Currently, I have the luxury of getting away with paper straws. Keyword here: LUXURY. Soon though, soon that will not be an option. The day is coming when I’m only able to slightly turn my head to the side to get a sip of water. Eventually, not even that. I will not be able to lift my body and position myself above a cup with a straw sticking straight up out of it in order to hydrate myself. I need that stupid little bendy thing, that corrugation that makes it almost impossible to make out of any material but plastic and makes cleaning a major undertaking instead of a quick rinse in soapy water. I need the straw to be positionable, and I don’t have a devoted full-time staff who are able to hold a cup to my lips in order to hydrate myself, or constantly wash my dishes, and all of the other things that you don’t even really think about. Because you’re not disabled and you don’t have to.

But I think about them. Because I have to.

I’m learning new things all the time, myself. Before the above chart, straws as a choking hazard didn’t really even occur to me, but now that I think about it, of course they are. Of course putting a rigid thing between your teeth is an injury hazard when your jaw suffers spasticity and clamps down for no reason. Of course temperature tolerance is going to be a concern, when you are relegated to an all liquid diet and not just sipping cool drinks or refreshments. These seemingly no-brainer ideas are new to me, even.

So I’m simply asking that maybe you pause and think about these things too, before you go off on me and people like me who actually need the fucking things. Understand that the ability to do without straws completely is a luxury. Understand there is no simple answer to the horrible problem of plastic waste. Understand that consumer waste is a tiny fucking fraction of this problem, and huge corporations need to be held much more accountable for their part. As the chart says, the burden of a solution should not rest upon this shoulders of the disabled. We are the victims of this problem, not the fucking perpetrators.

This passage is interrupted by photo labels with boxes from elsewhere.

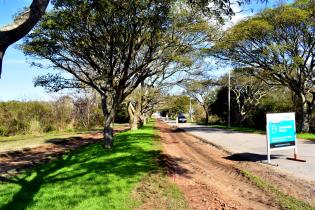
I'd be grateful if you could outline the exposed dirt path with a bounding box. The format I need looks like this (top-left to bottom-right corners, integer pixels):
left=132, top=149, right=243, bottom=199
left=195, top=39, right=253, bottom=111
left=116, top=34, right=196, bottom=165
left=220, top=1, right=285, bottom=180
left=157, top=122, right=312, bottom=209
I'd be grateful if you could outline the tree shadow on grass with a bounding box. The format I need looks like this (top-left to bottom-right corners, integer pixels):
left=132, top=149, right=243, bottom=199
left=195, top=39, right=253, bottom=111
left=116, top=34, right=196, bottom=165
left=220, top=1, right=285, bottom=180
left=0, top=126, right=168, bottom=210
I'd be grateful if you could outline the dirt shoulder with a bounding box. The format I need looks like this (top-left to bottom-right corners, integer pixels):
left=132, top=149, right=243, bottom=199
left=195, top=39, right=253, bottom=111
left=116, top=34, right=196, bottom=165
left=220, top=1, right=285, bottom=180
left=157, top=122, right=315, bottom=209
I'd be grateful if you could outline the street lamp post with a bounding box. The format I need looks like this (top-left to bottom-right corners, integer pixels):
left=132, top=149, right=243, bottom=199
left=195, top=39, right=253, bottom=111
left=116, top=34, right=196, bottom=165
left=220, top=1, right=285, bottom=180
left=189, top=97, right=192, bottom=122
left=228, top=69, right=231, bottom=127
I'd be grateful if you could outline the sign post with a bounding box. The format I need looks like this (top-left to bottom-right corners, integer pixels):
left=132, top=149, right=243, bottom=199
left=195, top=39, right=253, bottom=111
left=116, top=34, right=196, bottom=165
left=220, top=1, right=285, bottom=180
left=266, top=112, right=306, bottom=164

Someone who thought they were being clever asked what people did before the invention of straws then, if they are so necessary? Medical professionals answered bluntly: people aspirated liquids, got pneumonia, and died. Plastic straws are LITERAL FUCKING LIFESAVING MEDICAL DEVICES.

So Susan, I’m extremely happy for you that your reusable plastic cup and rigid ass plastic straw is a viable option. For you. Captain Planet would be really fucking proud of you. Go ahead and wear that gold star. Just please recognize that other people on this planet exist, and that your solutions are not perfect ones. Recognize them for what they are. A good idea. A place to start. The beginning of the necessary conversation.

And understand you’re not taking my plastic bendy straws away from me until I’m dead. You can quite literally have them over my dead body.